After last week, I guess I have to reclassify Kabul as "Indian Country." At least that's the opinion of the majority of the international media and the so-called "area experts." I'm not fully convinced that the security situation in Kabul has really shifted quite as much as they think it has, but nevertheless the attack on the UN does compel one to rexamine one's assumptions.
Kabul has always had an element of risk to it, but nothing approaching the threat level in the southern and eastern provinces. For Westerners specifically, the threat was two-dimensional. First is the possibility of criminal kidnap. This is actually a much greater problem for Afghans (a fact which goes unreported in the Western media), but it is still a concern. Fortunately, it's a threat that is fairly easy to counter. Kidnappers are (generally) in it for the money. They don't want a gunfight, because a dead target is worth nothing to them. So, taking certain basic precautions can reduce the level of risk to acceptably low levels. For instance, the presence of even one armed guard can deter all but the most determined kidnappers, and simply reinforcing the doors and access points to a residence will often cause them to look elsewhere for easier targets (hence the greater number of kidnappings of Afghan businessmen.)
The second threat in Kabul is the possibility of random violence, such as a car bomb or suicide attacker. If one is in the vicinity, there's little you can do, but the trick is to simply avoid those places and times when such attacks are likely. Never make appointments at any embassy or government building before mid-morning; stay well clear of ISAF/NATO convoys; keep away from public demonstrations and political rallies. Not that hard to do with a little advanced planning and keeps one out of the line of fire.
Then comes the attacks of
last Wednesday, which forces everybody to reassess their prior assumptions and begin questioning their security procedures.*
*To be honest, people questioning their security procedures is actually good for business, since they usually decide that they need increased protection. One would prefer of course that it didn't take an event like this latest attack to convince people that maybe they should take this stuff seriously.As the
BBC article rather uncharitably points out:
The fact remains that the Afghan interior ministry clearly failed to stop that attack. Afghan guards should have been outside the guesthouse, protecting the UN staff inside. Were they? Did they attempt to do their job? If not, why not? All pressing questions for the UN.
I can state as a fact that Afghan guards (ANP) were outside during the attack, guarding the gate as they are supposed to. I saw those guards everyday when I left my residence and they were as vigilant and as capable as anyone can expect.
I can also state that both of them are now dead, victims of a well-planned and effectively executed attack. The Taliban, if that's who the attackers were, wore ANP uniforms themselves, undoubtedly stolen or purchased from some corrupt district commander. Some of my guys, who witnessed the attack, tell me that the Taliban conducted a thorough recon of the area first, disguised as police, and then simply walked up and shot those two guards at point blank range.
They then blew the door down and were inside the compound in a matter of seconds. Very intelligently, they left one of their number on the street, behind the recently-vacated sandbag barrier at the entrance. So, when the real ANP rolled up,* they had to contend with a lone Taliban, fortified and well-stocked with ammunition. He was eventually taken down, but that bought enough time for the two inside to do a considerable amount of damage. It's actually surprising that there weren't more fatalities.
*Reaction time is something that always impresses me about the ANP in Kabul. As soon as anything happens, there's ten cops there in five minutes or less, and another fifty ten minutes after that. Within half an hour of the first shots being fired, there were at least a hundred ANP on the streets below me, suplemented by a platoon of Afghan Army Special Forces. Afghans, contrary to what you might hear, will come running to the sound of gunfire.I have never been inside the Bakhtar Guesthouse, but if it's like most of the others here in Kabul the problem was not with the Afghan guards at the gate. More likely, it was the lack of a simple counter-measure on the ECP* that cost those UN workers their lives.

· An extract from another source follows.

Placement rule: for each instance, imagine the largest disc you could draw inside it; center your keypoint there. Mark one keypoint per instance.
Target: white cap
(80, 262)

*ECP=Entry Control Point, i.e. a gate for people in the normal part of the world.A single door may slow down the attackers, especially if it's reinforced steel. Explosives, of which there are plenty floating around, will knock down just about any door one can put up. However, the presence of a
second door, also reinforced, inside the first and with a small, walled dead space in between, can make all the difference in the world. The concept of a simple, robust double-gate has been around since at least the time of the Roman republic. Force the attackers to breach not one but two doors at the ECP, and you at least double the reaction time for those inside. Not to mention that while the attackers are dealing with the second door, they are highly vulnerable to one well-placed defender overlooking that dead space. They didn't use to call them "murder-holes" for nothing.
Ironically, although the BBC asks whether the guards
outside were doing their jobs, it was the lack of a guard
inside that made the difference. External guards serve little purpose other than to deter petty crime and draw attention to the importance of the building. It's the internal guards, and the structures in place to support them, that will prove decisive in an attack like this one. A lesson the UN would do well to incorporate into the security assessments they will conducting over and over again in the coming months.